The Southern Smoke Foundation, Mental Health America of Greater Houston, and the University of Houston are collaborating on the effort. Conversations about this program escalated in 2018, after the suicide death of chef, writer, and cultural icon Anthony Bourdain.

"That year, UB Preserv chef de cuisine Nick Wong, Southern Smoke co-founder and Underbelly Hospitality chef/owner Chris Shepherd and I hosted a round-table discussion with visiting and local chefs that were participating in our annual Southern Smoke Festival," said Kathryn Lott, executive director of Southern Smoke, in a press release. "With the input and feedback of some of the brightest minds in the restaurant industry, we came away with this: We must remove the stigma surrounding mental health in our industry; we must be better to one another in the work place and provide a safe environment; we need to have a dedicated, industry-specific outlet for those in the food and beverage industry who are in need of mental health support."
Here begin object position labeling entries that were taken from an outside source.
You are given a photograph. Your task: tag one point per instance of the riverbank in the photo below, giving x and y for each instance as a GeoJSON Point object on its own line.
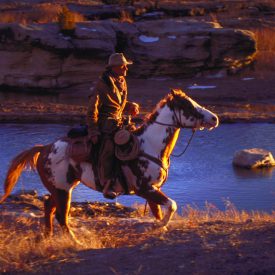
{"type": "Point", "coordinates": [206, 241]}
{"type": "Point", "coordinates": [234, 99]}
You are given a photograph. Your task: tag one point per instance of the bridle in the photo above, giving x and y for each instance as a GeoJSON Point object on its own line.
{"type": "Point", "coordinates": [179, 123]}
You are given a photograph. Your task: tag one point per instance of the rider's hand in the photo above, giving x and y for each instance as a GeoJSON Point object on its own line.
{"type": "Point", "coordinates": [94, 139]}
{"type": "Point", "coordinates": [135, 110]}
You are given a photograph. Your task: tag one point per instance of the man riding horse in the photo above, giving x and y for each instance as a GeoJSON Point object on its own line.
{"type": "Point", "coordinates": [106, 106]}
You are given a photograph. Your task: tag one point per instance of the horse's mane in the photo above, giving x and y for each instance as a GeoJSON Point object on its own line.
{"type": "Point", "coordinates": [151, 117]}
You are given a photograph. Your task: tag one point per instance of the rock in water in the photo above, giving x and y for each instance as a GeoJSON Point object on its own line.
{"type": "Point", "coordinates": [253, 158]}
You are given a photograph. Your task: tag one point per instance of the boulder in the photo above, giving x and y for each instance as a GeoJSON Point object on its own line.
{"type": "Point", "coordinates": [39, 56]}
{"type": "Point", "coordinates": [253, 158]}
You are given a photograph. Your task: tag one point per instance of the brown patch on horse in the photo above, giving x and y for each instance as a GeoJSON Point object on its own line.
{"type": "Point", "coordinates": [18, 164]}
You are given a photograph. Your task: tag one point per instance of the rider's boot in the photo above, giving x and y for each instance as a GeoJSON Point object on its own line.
{"type": "Point", "coordinates": [107, 192]}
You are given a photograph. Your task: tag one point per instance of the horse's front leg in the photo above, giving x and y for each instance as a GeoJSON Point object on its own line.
{"type": "Point", "coordinates": [156, 198]}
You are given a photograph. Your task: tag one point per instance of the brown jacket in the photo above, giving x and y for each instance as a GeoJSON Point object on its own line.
{"type": "Point", "coordinates": [106, 104]}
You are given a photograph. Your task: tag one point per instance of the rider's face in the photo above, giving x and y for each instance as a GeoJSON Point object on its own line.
{"type": "Point", "coordinates": [120, 70]}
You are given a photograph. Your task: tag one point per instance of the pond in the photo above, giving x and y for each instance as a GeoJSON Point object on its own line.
{"type": "Point", "coordinates": [203, 174]}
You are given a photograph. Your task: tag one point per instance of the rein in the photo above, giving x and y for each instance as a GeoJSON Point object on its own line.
{"type": "Point", "coordinates": [189, 141]}
{"type": "Point", "coordinates": [179, 124]}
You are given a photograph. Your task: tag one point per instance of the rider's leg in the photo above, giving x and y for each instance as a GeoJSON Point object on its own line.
{"type": "Point", "coordinates": [106, 166]}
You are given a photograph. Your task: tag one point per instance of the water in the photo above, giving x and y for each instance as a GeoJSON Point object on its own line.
{"type": "Point", "coordinates": [203, 173]}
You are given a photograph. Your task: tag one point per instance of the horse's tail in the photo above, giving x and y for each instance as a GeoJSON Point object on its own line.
{"type": "Point", "coordinates": [25, 159]}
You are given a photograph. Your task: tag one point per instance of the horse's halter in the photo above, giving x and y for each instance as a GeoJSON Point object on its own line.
{"type": "Point", "coordinates": [179, 123]}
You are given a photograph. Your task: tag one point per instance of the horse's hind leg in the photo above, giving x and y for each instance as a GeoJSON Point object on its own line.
{"type": "Point", "coordinates": [156, 210]}
{"type": "Point", "coordinates": [63, 201]}
{"type": "Point", "coordinates": [49, 208]}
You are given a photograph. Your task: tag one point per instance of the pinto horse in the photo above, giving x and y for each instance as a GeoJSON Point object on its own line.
{"type": "Point", "coordinates": [144, 175]}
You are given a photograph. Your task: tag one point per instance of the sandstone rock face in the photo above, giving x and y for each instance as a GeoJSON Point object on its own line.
{"type": "Point", "coordinates": [38, 56]}
{"type": "Point", "coordinates": [253, 158]}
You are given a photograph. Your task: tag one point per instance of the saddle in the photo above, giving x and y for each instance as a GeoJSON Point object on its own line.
{"type": "Point", "coordinates": [81, 149]}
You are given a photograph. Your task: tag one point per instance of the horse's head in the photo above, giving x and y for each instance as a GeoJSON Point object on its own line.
{"type": "Point", "coordinates": [189, 114]}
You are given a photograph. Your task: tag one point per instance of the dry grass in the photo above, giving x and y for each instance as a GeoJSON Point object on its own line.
{"type": "Point", "coordinates": [23, 247]}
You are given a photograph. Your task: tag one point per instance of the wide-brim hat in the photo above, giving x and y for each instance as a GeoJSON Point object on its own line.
{"type": "Point", "coordinates": [122, 137]}
{"type": "Point", "coordinates": [118, 59]}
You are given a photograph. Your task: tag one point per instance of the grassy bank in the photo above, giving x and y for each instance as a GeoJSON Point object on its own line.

Per the program, anyone in the food-and-beverage industry, working in Texas, and in need of mental health care can apply via Southern Smoke; a caseworker will respond and work with that person to ultimately connect to a graduate student clinician at the University of Houston. Intake interviews will be held, then prospective clients will be set up with a treatment plan and a schedule of sessions.

Students can probably take up to three clients at a time, and in the event that the number of clients outnumber capacity, therapists who have worked for Mental Health America may be used. 

The parties hope to replicate this model nationwide, in an attempt to change the outlook for many who work in the food-and-beverage industry, one known for its stressful environments and abnormal working hours.